I think it’s fair to say that of all the emerging technologies to feature on this list, Blockchain remains the one with the most unanswered questions. Whilst potentially the technology with the most potential to transform lives, it has yet to take off, in our opinion.
Virtual, Augmented and mixed reality hardly seems new anymore. The B2C space has got a solid hold on this tech, and there is no shortage of success stories in the application of VR and AR from helping PTSD patients to helping charities garner greater empathy from donors by showing them in vivid detail what cause they can help.
There is no argument against the power of the technology, but how is this being applied in B2B?

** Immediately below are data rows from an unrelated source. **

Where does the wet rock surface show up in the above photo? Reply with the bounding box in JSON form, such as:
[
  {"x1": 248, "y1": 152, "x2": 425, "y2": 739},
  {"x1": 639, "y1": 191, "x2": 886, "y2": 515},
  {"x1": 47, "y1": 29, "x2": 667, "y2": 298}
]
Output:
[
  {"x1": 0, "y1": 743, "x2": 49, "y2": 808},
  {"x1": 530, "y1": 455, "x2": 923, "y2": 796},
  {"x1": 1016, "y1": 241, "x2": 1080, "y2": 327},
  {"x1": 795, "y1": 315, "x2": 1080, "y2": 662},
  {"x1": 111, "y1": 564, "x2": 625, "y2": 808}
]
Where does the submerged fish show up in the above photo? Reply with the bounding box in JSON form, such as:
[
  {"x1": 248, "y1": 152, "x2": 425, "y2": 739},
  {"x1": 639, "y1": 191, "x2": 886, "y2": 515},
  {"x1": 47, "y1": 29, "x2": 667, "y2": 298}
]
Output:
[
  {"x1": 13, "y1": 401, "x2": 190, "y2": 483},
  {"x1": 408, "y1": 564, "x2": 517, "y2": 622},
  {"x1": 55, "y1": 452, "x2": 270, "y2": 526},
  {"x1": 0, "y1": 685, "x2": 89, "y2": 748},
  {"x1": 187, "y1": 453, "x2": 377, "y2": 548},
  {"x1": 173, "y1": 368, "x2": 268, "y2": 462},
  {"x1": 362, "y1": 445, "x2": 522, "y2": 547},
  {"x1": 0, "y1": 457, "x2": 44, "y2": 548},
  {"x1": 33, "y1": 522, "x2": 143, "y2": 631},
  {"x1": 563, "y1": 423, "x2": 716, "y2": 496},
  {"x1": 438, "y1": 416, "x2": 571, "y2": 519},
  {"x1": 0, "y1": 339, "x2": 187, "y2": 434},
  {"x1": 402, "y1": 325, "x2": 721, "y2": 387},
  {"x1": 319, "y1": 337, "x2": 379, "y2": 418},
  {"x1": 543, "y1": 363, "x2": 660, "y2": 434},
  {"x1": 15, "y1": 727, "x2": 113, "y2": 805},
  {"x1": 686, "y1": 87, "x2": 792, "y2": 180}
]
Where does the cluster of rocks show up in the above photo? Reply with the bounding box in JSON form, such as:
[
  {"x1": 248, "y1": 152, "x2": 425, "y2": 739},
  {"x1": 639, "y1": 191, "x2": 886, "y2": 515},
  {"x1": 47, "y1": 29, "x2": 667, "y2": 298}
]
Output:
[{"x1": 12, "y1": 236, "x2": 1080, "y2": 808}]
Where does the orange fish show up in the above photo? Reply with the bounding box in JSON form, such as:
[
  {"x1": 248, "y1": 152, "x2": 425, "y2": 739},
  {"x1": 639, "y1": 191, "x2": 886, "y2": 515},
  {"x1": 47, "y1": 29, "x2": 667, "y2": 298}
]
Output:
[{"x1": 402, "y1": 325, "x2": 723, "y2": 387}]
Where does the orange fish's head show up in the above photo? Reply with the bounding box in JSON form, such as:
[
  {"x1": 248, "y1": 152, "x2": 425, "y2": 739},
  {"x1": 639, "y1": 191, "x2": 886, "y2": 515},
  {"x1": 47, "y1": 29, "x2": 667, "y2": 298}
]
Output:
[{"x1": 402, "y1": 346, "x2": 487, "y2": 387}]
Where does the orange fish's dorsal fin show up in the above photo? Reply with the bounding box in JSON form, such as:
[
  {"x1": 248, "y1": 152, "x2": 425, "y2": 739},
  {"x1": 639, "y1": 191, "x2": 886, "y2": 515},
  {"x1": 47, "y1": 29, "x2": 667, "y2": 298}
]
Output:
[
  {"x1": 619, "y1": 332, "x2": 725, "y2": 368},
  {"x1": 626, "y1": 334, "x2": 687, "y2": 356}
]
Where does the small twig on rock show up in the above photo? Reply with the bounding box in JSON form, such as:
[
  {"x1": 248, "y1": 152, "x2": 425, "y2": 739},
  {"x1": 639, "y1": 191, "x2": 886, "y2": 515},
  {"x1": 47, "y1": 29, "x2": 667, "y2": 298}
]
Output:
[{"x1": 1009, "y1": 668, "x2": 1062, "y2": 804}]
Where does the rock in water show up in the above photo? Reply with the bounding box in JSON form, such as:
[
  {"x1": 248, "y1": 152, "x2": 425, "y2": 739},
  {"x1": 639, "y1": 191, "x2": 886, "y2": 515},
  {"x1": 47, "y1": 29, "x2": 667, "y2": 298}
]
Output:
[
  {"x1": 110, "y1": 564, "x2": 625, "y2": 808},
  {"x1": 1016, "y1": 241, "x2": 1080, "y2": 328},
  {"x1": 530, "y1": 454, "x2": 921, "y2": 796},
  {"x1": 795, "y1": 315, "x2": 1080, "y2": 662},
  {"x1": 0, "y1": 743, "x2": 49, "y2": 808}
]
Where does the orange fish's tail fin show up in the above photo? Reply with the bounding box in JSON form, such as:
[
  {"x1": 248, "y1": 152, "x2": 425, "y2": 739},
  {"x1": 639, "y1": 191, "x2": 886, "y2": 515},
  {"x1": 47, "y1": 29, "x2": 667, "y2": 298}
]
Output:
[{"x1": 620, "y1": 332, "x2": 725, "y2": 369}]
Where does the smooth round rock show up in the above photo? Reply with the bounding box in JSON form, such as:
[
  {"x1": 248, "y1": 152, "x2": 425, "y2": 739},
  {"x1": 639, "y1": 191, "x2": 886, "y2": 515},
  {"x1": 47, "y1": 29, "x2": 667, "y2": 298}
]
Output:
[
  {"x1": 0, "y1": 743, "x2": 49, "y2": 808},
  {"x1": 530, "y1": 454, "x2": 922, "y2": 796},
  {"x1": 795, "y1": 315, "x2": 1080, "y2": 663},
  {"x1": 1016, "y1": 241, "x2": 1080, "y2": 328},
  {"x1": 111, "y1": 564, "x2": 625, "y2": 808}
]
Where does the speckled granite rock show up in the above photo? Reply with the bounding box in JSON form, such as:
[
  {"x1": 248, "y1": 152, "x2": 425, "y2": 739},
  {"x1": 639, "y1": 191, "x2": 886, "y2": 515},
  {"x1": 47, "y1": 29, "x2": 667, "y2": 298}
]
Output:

360 Video and VR is one area that has really begun to take off in the B2B space. From conference centres to manufacturing warehouses, many B2B businesses with large facilities are utilising the technology to showcase their space, immersing their business customers in the experience for greater impact.
One particular example of VR in the B2B space is Lloyd’s Register, who won a B2B Marketing Award for Best Digital Customer Experience for their Virtual Reality platform designed to “deliver excellence in its interactive training and knowledge share that is helping to deliver reputational and commercial training benefits across the energy industry.”
Lloyd’s Register, an international provider of engineering and technology-centric professional services created in-house Virtual Reality (VR) Safety Simulation and gaming technology so that they can test their engineers in a significantly safer environment than has previously been available.
While all of these technologies are still in their infancy for B2B application, there is no denying that they are alluring and we will wait with bated breath for the day the real disruption hits our space.